If the sacrifice is supposed to be ours, in that we don't have him around to consult any more, then that sort of negates the idea that he's all around us all the time, more so than if he was really here, so to speak, as his self-appointed representatives have long been telling us he is.
As if that wasn't enough, we're told he came back for a quick encore a couple of days later as if just to prove he could do it. All of this seems to suggest that the crucifixion business never actually achieved anything worthwhile apart from giving the poor chap a remarkably painful day or two.
Finally we're told that he was then taken up to heaven - floated up on a cloud or something - and that was the last anyone ever saw of him, apart from the occasional cameo on the road to Damascus or on a piece of toast.
Allow me to present two versions of these events, and you may draw your own conclusions as to which is more credible.
A couple of days later some of them wander by and find that the stone has been moved away; the door is open. Then they happen across Josh, who is up and walking about. He has miraculously come back to life. After a final quiet party they wander up a hill with him and watch him being taken up to heaven on a cloud.
A couple of days later, they sneak back and open the door up again while no-one is looking and take Josh away to a safe house. However the opened tomb does not go unnoticed, and it is decided that it would be a good idea for Josh to make himself scarce and keep a low profile. He does not want to get nailed to a cross again.
Next day a couple of Romans accost some of Josh's friends and interrogate them about the open tomb and the whereabouts of Josh. 'Oh,' they say. 'You won't be seeing him again. We saw him being taken up to heaven'. The Romans accept this, at least as a good reason for not letting this chap create more work and trouble for them.
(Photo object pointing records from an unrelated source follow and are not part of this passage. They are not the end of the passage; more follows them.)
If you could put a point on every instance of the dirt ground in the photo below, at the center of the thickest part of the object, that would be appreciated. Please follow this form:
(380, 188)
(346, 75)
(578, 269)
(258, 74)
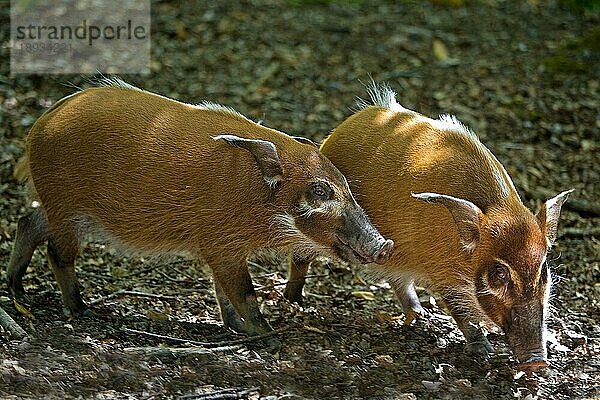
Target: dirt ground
(524, 75)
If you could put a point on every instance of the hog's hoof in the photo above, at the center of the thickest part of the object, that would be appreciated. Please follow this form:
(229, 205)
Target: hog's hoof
(20, 297)
(480, 349)
(413, 315)
(534, 363)
(271, 344)
(80, 312)
(293, 295)
(233, 322)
'Do what I tell you, or you'll be sorry'.
Josh's version reads:
'Be nice to each other.'
In itself that seems beautifully simple, harmless and nothing if not helpful and constructive, and even rather obvious, but sadly a lot of people have found it necessary to combine it with the older philosophy, and interpret it this way:
'Be nice to each other or I'll set my Dad on you, then you'll be sorry.'
Which, naturally enough, often provokes the response:
'No you won't.'
To which the inevitable reply is:
'To Hell with you, then.'
... and downhill from there. Which shows what happens when you complicate things.